40 % des hommes palestiniens seraient déjà allés en prison


Selon l’organisation de défense des prisonniers palestiniens, Addameer, ils seraient aujourd’hui 9 400 dans les geôles israéliennes, dont 200 enfants et 71 femmes ; 3 661 en détention administrative, c’est-à-dire détenus sans jugement et sans que leurs avocats n’aient accès au dossier d’inculpation ; 280 ont été arrêtés dans la bande de Gaza ; 561 ont été condamnés à la prison à vie ; 40 % des hommes palestiniens seraient passés au moins une fois par la case prison.


C’est dire la prégnance de cette question, que la chercheuse Stéphanie Latte-Abdallah appelle « la toile carcérale ». Elle s’en expliquait dans les colonnes de l’Humanité : « Les arrestations et les incarcérations permettent d’alimenter tout un système de données de la population, donc de surveillance de la vie quotidienne dans toutes ses dimensions. Autant d’informations qui rentrent dans les fichiers des services de renseignements. Toute personne est ainsi évaluée sur une échelle de risques. »


Les détenus palestiniens peuvent être interrogés indéfiniment et se voir refuser l’accès à une représentation juridique pendant soixante jours après leur arrestation. Lors des interrogatoires, ils sont souvent soumis à des traitements cruels, inhumains ou dégradants, à des tortures physiques et/ou psychologiques. Les confessions extraites à travers de telles pratiques font office de preuves devant un tribunal militaire, tout comme les confessions écrites en hébreu et signées par des détenus qui ne parlent pas ou ne lisent pas la langue.


Il s’agit donc bien d’un maillon essentiel de la politique d’occupation israélienne. Paradoxalement, les prisonniers sont souvent à la pointe du combat contre l’occupant en organisant des protestations dans les prisons mêmes et en observant des grèves de la faim. Ils savent également rappeler l’importance de l’unité palestinienne et leur voix est particulièrement écoutée. C’est le cas, entre autres, de celles de Marwan Barghouti, du Fatah, et d’Ahmed Saadat, du FPLP.

« Une perspective managériale avec, comme moyen, la toile carcérale »


Lors de l’attaque menée le 7 octobre par le Hamas nombreux civils ont été emmenés dans la bande de Gaza, leur libération ne pourra se faire que contre celle de centaines de prisonniers palestiniens. « L’échec des accords d’Oslo a été acté depuis la fin de la seconde Intifada. Les dispositifs de contrôle ont été repensés pour un territoire discontinu avec l’idée qu’il n’y aurait pas d’État palestinien. Il s’agit dès lors de gérer l’occupation et un conflit de basse intensité de la manière la plus rentable. Comme une perspective managériale avec, comme moyen, la toile carcérale », notait encore Stéphanie Latte-Abdallah.

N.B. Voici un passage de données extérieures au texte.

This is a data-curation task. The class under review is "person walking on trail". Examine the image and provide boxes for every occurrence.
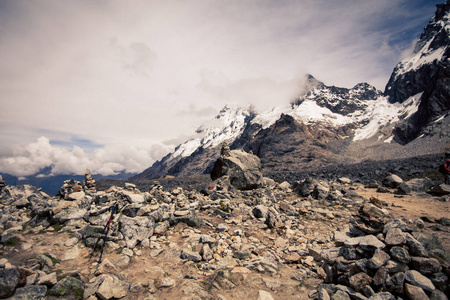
[441,153,450,184]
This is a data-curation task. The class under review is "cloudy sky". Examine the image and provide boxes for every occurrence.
[0,0,443,177]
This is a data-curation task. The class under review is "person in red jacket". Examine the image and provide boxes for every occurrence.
[443,157,450,184]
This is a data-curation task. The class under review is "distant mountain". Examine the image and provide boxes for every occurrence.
[132,2,450,180]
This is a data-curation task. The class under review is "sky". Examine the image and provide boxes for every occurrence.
[0,0,444,178]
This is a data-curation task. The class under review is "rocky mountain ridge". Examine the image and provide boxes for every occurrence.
[135,2,450,181]
[386,1,450,144]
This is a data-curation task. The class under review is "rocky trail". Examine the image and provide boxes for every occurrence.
[0,163,449,300]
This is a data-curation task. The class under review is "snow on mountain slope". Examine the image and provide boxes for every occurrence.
[170,77,420,162]
[171,105,254,159]
[352,93,422,141]
[391,9,449,81]
[291,100,350,126]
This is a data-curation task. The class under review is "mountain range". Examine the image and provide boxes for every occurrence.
[133,1,450,181]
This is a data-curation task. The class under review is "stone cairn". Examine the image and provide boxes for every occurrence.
[0,175,5,192]
[56,179,84,200]
[83,169,96,195]
[220,141,231,157]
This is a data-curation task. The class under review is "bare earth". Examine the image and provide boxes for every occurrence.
[2,187,449,300]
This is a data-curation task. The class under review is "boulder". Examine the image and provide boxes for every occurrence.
[9,285,47,300]
[49,276,84,297]
[382,174,403,188]
[265,207,282,229]
[349,272,372,292]
[405,270,435,292]
[95,274,128,300]
[429,184,450,195]
[119,216,154,248]
[0,267,20,298]
[210,149,264,190]
[180,249,202,262]
[404,283,430,300]
[396,177,434,194]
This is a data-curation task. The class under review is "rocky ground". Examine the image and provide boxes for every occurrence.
[0,170,449,300]
[112,153,446,194]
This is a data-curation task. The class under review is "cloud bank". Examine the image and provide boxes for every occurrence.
[0,0,442,177]
[0,136,170,177]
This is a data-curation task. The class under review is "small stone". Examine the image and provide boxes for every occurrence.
[384,228,405,246]
[367,248,390,269]
[285,253,301,263]
[405,270,435,292]
[180,249,202,262]
[349,272,372,292]
[122,248,134,257]
[96,275,128,300]
[231,267,251,274]
[258,290,274,300]
[389,246,411,264]
[36,272,57,286]
[158,277,175,288]
[410,257,442,275]
[331,290,350,300]
[217,224,229,232]
[404,283,430,300]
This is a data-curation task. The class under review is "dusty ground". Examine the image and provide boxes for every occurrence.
[2,187,449,300]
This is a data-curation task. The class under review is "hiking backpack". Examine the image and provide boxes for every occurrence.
[439,163,447,174]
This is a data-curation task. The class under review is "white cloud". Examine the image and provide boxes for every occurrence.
[0,136,170,177]
[0,0,442,177]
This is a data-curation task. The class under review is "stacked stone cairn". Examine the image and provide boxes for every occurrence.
[83,169,97,195]
[0,175,5,193]
[57,179,85,201]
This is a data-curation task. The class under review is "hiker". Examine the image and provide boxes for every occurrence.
[441,153,450,184]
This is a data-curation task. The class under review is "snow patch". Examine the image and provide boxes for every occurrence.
[434,115,446,123]
[171,105,252,158]
[352,94,422,141]
[396,45,446,78]
[291,100,350,126]
[251,104,291,129]
[384,136,394,143]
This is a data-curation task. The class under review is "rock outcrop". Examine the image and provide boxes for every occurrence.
[210,149,265,190]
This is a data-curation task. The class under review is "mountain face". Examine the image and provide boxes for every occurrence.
[134,2,450,180]
[385,1,450,144]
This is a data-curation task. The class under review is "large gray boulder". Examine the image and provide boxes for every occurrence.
[0,267,20,298]
[119,216,154,248]
[210,149,264,190]
[382,174,403,188]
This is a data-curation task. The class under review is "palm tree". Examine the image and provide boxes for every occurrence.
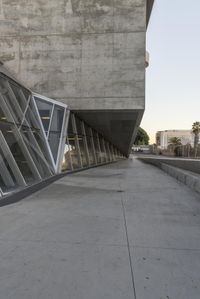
[168,137,182,157]
[169,137,182,145]
[192,121,200,158]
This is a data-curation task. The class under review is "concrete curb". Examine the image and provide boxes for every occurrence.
[138,158,200,195]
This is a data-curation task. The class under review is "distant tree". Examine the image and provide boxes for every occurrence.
[168,137,182,157]
[192,121,200,158]
[169,137,182,146]
[134,127,149,145]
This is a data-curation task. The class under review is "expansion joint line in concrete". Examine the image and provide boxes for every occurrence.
[121,197,137,299]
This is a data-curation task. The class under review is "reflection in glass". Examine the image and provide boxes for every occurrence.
[62,139,73,171]
[0,146,19,193]
[20,126,52,178]
[35,97,53,134]
[78,135,87,167]
[48,105,64,163]
[0,122,37,184]
[99,137,107,163]
[68,134,80,169]
[10,83,29,112]
[0,78,24,124]
[93,132,101,164]
[75,117,83,135]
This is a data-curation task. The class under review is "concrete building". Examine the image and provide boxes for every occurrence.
[0,0,154,197]
[156,130,195,149]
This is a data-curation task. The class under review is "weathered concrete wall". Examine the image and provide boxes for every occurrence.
[0,0,146,110]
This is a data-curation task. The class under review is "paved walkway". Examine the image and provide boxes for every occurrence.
[0,158,200,299]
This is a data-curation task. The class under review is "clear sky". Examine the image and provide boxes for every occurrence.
[141,0,200,143]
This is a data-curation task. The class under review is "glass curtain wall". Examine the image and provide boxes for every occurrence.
[62,112,125,172]
[0,73,68,197]
[0,71,125,198]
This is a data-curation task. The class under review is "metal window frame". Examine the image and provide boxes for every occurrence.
[90,128,97,165]
[56,108,70,173]
[0,93,42,183]
[33,93,69,173]
[81,120,90,167]
[71,113,83,168]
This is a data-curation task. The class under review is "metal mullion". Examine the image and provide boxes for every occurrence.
[56,108,70,173]
[66,136,74,171]
[118,149,120,157]
[0,131,26,186]
[0,94,16,123]
[0,94,41,183]
[12,127,42,181]
[81,121,90,167]
[21,129,53,175]
[114,147,117,159]
[109,143,113,161]
[107,141,112,162]
[6,81,24,124]
[18,88,29,110]
[71,114,83,168]
[90,128,97,165]
[31,97,56,172]
[47,103,55,139]
[0,95,41,184]
[0,151,17,187]
[96,133,103,164]
[33,93,67,109]
[19,95,31,130]
[102,138,108,163]
[111,144,115,161]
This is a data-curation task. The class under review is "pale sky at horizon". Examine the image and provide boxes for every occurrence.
[142,0,200,143]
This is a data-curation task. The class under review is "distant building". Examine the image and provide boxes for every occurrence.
[156,130,195,149]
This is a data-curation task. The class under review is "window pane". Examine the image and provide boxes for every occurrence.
[86,135,96,165]
[10,83,29,112]
[0,78,24,124]
[99,137,107,163]
[67,115,74,134]
[20,126,53,178]
[62,139,73,171]
[68,134,80,169]
[0,146,19,193]
[78,135,88,167]
[93,132,101,163]
[34,97,53,134]
[48,105,64,162]
[0,122,38,184]
[25,104,41,131]
[75,117,83,135]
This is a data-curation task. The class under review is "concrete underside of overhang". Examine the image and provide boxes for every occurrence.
[75,110,144,156]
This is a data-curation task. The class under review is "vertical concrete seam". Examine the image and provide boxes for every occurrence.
[121,197,137,299]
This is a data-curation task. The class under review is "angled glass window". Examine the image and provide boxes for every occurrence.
[0,122,38,184]
[62,138,73,171]
[93,131,101,164]
[20,126,53,178]
[34,97,53,135]
[9,82,29,113]
[67,135,80,169]
[0,71,69,197]
[84,125,96,165]
[0,77,24,125]
[0,146,19,193]
[48,105,64,163]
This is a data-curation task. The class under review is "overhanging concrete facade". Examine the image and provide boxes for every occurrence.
[0,0,154,156]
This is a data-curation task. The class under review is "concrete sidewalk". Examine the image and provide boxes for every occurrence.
[0,158,200,298]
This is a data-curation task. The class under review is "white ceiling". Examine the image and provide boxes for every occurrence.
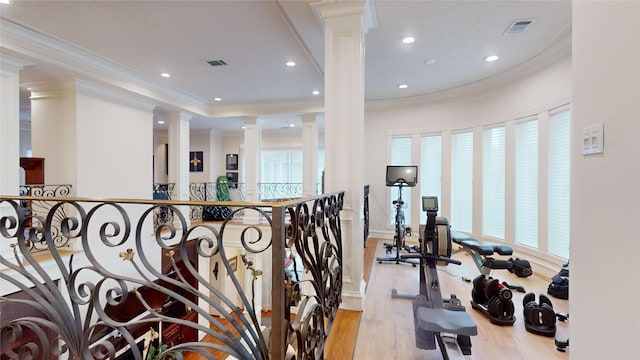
[0,0,571,134]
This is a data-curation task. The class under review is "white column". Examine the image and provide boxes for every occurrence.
[242,117,262,205]
[0,55,30,197]
[241,117,267,312]
[312,0,376,311]
[0,55,31,259]
[208,129,223,182]
[168,111,191,225]
[300,113,319,197]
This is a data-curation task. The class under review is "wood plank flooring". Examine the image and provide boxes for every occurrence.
[352,238,569,360]
[186,237,570,359]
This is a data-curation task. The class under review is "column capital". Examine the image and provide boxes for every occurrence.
[0,54,32,75]
[242,116,263,127]
[311,0,377,33]
[299,113,320,124]
[166,110,193,123]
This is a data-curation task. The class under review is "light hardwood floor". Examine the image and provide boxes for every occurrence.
[189,237,569,359]
[350,238,570,360]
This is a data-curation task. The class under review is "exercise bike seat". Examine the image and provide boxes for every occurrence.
[451,230,512,256]
[416,306,478,337]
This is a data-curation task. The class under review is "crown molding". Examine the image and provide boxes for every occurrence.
[1,18,210,117]
[211,99,324,118]
[366,26,572,111]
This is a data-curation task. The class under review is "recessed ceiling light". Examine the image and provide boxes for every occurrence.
[286,61,296,67]
[398,84,408,89]
[241,126,246,129]
[424,58,437,65]
[402,37,415,44]
[312,90,320,95]
[485,55,499,62]
[0,0,11,4]
[289,124,295,128]
[213,97,222,102]
[160,73,171,78]
[157,120,165,124]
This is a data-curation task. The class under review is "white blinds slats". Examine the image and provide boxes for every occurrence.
[483,126,505,239]
[390,137,413,225]
[548,109,571,258]
[451,132,473,232]
[515,120,539,248]
[420,135,442,224]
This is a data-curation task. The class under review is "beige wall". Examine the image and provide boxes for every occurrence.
[76,94,152,198]
[364,56,571,244]
[571,1,640,358]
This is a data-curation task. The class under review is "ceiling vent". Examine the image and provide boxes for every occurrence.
[503,19,534,35]
[205,60,227,67]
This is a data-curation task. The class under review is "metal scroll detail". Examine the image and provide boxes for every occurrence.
[0,192,344,360]
[17,184,73,252]
[283,193,344,358]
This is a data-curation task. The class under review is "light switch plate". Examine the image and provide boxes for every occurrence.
[582,124,604,155]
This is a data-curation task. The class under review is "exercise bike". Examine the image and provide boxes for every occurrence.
[400,196,478,359]
[377,165,420,266]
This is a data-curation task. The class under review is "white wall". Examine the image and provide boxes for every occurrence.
[365,56,571,240]
[153,132,169,184]
[219,131,318,184]
[208,130,223,181]
[30,83,78,189]
[190,132,212,183]
[221,133,244,181]
[76,94,152,199]
[571,2,640,358]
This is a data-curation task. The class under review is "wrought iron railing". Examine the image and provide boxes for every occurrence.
[153,183,175,227]
[17,184,73,252]
[258,183,302,202]
[188,182,246,221]
[188,182,322,222]
[0,192,344,359]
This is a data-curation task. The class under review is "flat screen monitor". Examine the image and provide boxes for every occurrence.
[385,165,418,187]
[422,196,438,212]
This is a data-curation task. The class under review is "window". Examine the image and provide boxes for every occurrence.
[317,149,325,193]
[261,148,302,183]
[389,137,412,225]
[420,135,441,224]
[483,126,505,239]
[515,119,538,248]
[261,147,324,188]
[451,131,473,232]
[548,109,571,258]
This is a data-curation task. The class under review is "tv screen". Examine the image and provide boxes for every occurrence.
[385,165,418,187]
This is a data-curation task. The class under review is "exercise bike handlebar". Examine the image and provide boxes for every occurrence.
[402,254,462,265]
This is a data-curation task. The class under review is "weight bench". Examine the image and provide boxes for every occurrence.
[450,230,513,276]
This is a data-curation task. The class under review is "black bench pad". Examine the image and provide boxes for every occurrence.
[451,231,512,256]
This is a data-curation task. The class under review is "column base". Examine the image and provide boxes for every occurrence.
[340,278,366,311]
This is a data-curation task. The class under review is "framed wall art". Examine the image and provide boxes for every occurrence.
[226,153,238,170]
[189,151,203,172]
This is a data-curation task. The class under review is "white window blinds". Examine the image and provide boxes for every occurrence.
[515,120,539,248]
[420,135,442,224]
[483,126,505,239]
[451,131,473,232]
[548,109,571,258]
[390,137,412,225]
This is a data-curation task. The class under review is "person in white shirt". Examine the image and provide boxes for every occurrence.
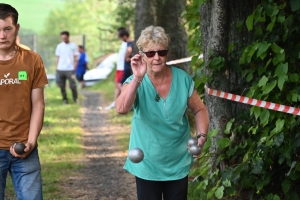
[55,31,79,104]
[105,27,128,110]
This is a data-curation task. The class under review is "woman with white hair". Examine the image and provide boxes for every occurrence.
[116,25,209,200]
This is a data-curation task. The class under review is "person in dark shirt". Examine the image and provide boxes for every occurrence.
[119,29,133,84]
[76,45,88,88]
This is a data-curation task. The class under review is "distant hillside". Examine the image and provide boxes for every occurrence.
[3,0,65,34]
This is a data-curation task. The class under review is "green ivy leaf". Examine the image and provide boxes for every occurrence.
[246,13,254,31]
[257,42,271,59]
[209,129,219,137]
[224,119,235,134]
[191,55,199,66]
[271,43,283,53]
[228,43,235,53]
[272,53,285,65]
[262,80,277,95]
[289,73,299,82]
[260,109,270,126]
[273,195,280,200]
[271,119,285,135]
[282,178,292,194]
[197,179,208,190]
[290,0,300,12]
[275,62,288,76]
[267,20,275,31]
[251,159,263,174]
[278,75,288,91]
[267,193,274,200]
[274,132,284,147]
[216,138,231,150]
[258,75,268,87]
[246,71,253,82]
[215,186,224,199]
[277,15,285,23]
[222,179,231,187]
[287,161,297,176]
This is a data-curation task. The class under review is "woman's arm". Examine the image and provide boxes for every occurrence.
[116,53,147,114]
[187,89,209,147]
[115,78,140,114]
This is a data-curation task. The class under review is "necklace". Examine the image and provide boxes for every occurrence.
[9,45,18,57]
[153,68,167,102]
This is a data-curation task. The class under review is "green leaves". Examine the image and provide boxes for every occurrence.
[246,13,254,31]
[290,0,300,12]
[258,76,268,87]
[209,56,225,71]
[214,186,224,199]
[217,138,231,150]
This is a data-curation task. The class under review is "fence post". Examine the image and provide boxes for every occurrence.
[83,34,86,49]
[33,34,37,52]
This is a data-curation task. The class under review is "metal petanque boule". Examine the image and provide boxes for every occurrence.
[13,142,26,155]
[189,144,201,156]
[187,137,198,146]
[128,148,144,163]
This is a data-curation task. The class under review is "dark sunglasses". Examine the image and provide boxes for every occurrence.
[141,50,169,58]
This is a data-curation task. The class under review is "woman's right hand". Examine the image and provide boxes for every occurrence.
[131,54,147,79]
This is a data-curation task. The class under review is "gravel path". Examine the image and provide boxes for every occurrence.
[63,90,136,200]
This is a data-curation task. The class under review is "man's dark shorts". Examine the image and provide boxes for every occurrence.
[76,74,85,81]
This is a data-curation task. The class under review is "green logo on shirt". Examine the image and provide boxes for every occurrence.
[18,71,27,80]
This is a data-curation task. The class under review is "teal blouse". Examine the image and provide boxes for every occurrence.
[124,66,195,181]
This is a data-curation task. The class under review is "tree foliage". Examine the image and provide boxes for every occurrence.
[42,0,122,65]
[185,0,300,199]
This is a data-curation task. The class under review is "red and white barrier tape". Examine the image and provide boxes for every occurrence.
[204,85,300,116]
[166,54,203,65]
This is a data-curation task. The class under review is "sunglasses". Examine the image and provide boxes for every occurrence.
[141,50,169,58]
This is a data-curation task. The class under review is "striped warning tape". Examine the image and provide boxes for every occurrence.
[166,54,203,65]
[204,85,300,116]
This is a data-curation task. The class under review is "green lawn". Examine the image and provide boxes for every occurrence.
[4,0,64,34]
[5,86,83,199]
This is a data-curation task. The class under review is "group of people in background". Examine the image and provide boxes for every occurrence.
[55,27,132,107]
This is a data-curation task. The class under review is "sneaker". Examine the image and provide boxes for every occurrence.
[63,100,68,104]
[105,101,115,110]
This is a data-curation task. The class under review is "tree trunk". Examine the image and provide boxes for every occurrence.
[157,0,190,72]
[200,0,254,171]
[133,0,157,54]
[133,0,189,72]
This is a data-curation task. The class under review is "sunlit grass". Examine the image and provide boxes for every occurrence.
[5,87,83,200]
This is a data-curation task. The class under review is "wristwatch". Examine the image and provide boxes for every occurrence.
[196,133,207,142]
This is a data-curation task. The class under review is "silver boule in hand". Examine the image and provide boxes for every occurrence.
[189,145,202,156]
[187,137,198,146]
[128,148,144,163]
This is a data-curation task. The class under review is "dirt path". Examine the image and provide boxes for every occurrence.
[63,91,136,200]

Depuis le 7 octobre, des milliers de Palestiniens ont été arrêtés en Cisjordanie et à Gaza. Les prisonniers subissent des vengeances au quotidien, sont humiliés, tabassés, voire tués. Selon la société des prisonniers palestiniens, Walid Daqqa serait le quatorzième homme enfermé, mort, depuis le 7 octobre. En France, Georges Ibrahim Abdallah, militant communiste libanais, qui a achevé sa peine incompressible depuis le 27 octobre 1999, est toujours derrière les barreaux. Faut-il qu’Israël et les pays qui le soutiennent aient peur de ces combattants de la liberté…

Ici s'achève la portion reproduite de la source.